Hopkins explains ECM best practices i a virtual discussion

To do this, Hopkins explains how they first stabilised their environment, before looking at how to add value to the business. The key here, as Hopkins puts it, is to find a way of “…becoming more business orientated IT rather than IT just driving IT for its own sake.”

You might be thinking at this point, ‘that’s all well and good, but I’m not a global financial services group, nor am I looking to build a peep-hole in my ECM solutions for customers – so what does that mean to me?’

Well, more than you’d think. When it comes to the crunch, every enterprise needs to answer the same questions at some point: How do we start adding value to the business? How do we start becoming more customer centric? How do we start engaging? At some point, an answer is inevitably going to touch upon what to do with the years of content that have built up prior to having an automated ECM. Moreover, how can you align your various offices to ensure your ECM rollout is a success? Fear not. If you’re asking these questions, you’re on the right track.

Governance: Write Your Own Rule Book

Hopkins refers a “backpack of legacy” that talks of bringing ING’s 30-40 years worth of historical data into the ECM mix, or as Hopkins describes: “…trying to bring in the new world and retain the old world, and at least running it down and starting to decommission it is a big challenge.”

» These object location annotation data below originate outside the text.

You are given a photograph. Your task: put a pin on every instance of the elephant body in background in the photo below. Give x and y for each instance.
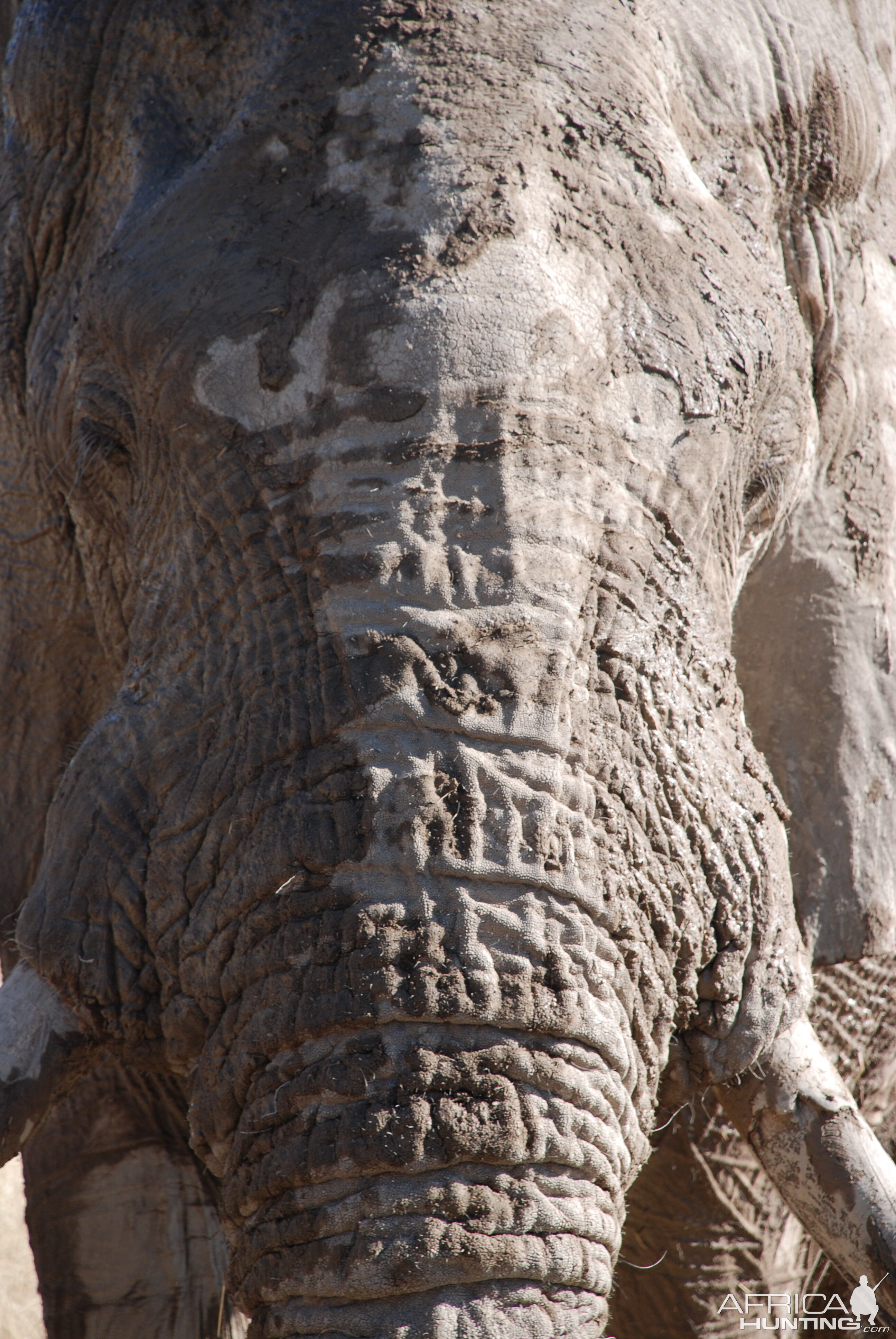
(404, 408)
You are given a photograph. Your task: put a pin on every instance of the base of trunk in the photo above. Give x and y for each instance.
(501, 1310)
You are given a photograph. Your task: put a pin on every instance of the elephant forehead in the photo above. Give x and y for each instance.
(523, 316)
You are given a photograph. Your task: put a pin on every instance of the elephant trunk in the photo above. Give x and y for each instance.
(445, 1015)
(825, 1160)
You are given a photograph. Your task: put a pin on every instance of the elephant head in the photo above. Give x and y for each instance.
(397, 401)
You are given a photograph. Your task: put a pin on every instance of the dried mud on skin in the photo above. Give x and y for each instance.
(21, 1314)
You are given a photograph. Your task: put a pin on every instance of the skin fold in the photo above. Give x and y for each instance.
(397, 401)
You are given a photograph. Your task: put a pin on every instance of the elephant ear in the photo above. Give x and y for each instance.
(815, 628)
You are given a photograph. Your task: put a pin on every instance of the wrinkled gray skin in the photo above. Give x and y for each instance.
(398, 401)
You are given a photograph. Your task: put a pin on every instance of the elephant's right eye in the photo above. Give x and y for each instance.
(96, 438)
(105, 430)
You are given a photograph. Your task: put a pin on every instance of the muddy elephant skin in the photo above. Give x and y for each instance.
(397, 398)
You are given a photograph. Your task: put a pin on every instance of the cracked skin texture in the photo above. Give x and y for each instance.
(401, 413)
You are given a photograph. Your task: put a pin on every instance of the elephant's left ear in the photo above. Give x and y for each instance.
(815, 631)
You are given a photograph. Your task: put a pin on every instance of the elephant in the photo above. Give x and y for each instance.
(448, 525)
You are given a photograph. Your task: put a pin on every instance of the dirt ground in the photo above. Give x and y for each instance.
(21, 1315)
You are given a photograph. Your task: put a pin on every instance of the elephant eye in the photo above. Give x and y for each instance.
(105, 429)
(761, 499)
(96, 438)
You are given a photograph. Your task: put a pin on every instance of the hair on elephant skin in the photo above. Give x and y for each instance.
(445, 639)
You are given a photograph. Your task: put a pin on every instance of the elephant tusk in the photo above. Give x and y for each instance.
(823, 1156)
(42, 1054)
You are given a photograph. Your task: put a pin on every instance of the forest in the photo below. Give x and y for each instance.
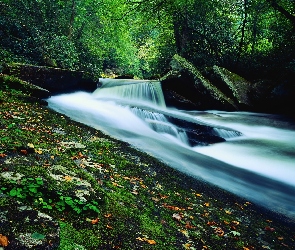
(254, 38)
(85, 166)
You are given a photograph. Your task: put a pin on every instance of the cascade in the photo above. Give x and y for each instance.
(255, 159)
(144, 92)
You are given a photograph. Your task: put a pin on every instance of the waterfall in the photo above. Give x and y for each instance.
(256, 160)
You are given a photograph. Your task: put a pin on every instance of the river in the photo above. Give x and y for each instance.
(256, 161)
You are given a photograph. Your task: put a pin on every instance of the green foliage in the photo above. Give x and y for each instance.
(139, 37)
(33, 189)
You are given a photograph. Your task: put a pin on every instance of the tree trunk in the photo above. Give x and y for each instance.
(283, 11)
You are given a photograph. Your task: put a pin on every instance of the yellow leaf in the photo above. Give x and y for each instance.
(68, 178)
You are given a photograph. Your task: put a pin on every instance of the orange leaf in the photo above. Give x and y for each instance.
(188, 225)
(151, 242)
(95, 221)
(211, 223)
(2, 155)
(68, 178)
(3, 241)
(24, 152)
(219, 231)
(140, 239)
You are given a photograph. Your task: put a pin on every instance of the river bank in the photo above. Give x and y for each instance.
(67, 186)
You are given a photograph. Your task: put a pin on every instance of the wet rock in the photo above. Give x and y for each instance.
(27, 228)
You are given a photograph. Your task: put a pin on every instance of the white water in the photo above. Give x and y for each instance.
(259, 165)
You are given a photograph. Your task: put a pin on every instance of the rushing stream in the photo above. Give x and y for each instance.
(257, 160)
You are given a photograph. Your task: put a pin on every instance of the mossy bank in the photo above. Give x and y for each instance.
(67, 186)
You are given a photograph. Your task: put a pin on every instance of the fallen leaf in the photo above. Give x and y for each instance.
(177, 216)
(187, 246)
(270, 229)
(3, 241)
(227, 212)
(172, 207)
(68, 178)
(211, 223)
(95, 221)
(24, 152)
(219, 231)
(38, 151)
(38, 236)
(151, 242)
(188, 225)
(140, 239)
(117, 185)
(155, 199)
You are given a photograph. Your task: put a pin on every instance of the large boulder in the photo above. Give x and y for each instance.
(185, 86)
(55, 80)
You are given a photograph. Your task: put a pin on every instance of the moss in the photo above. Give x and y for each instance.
(139, 200)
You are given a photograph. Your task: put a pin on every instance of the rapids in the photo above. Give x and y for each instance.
(256, 162)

As far as this “new world” is concerned, cloud services – and the cloud collaboration technologies that are sure to follow – will play a pivotal role with ECM systems. Why? Because as ECM continues to evolve for enterprises across the globe, controlling that content – and the subsequent cloud services holding such content – will start to dictate that ECM’s ceiling of success.

For Hopkins and all at ING, this means writing a rulebook for CIOs, COOs and CEOs in each of INGs regions. “The critical component to us at the moment is the decision we made about implementing the technology in a replicated fashion. The key is finding out how we keep control over that,” explains Hopkins.

“How do I make sure that when we’re replicating the solution from the Netherlands to Spain, or from Spain to Turkey, that replicated version of the solution is not then customised by the location itself to such a degree that it becomes a real headache – not just in lifecycle terms, but in retrieving information and embedding it within our business process. The governance across all of these replicated instances is probably one of the biggest challenges we have.”

In watching Hopkins’ interview with Adam, one thing was explicitly clear: A successful ECM implementation will only prevail if you can first define how you want your information to work for you, then aligning your processes and technologies accordingly to induce change.

Without either of these in place, you’ll soon find yourself in a world of retrofitting and legacy issues – and, I’m sure, find a few new acronyms to describe the feeling.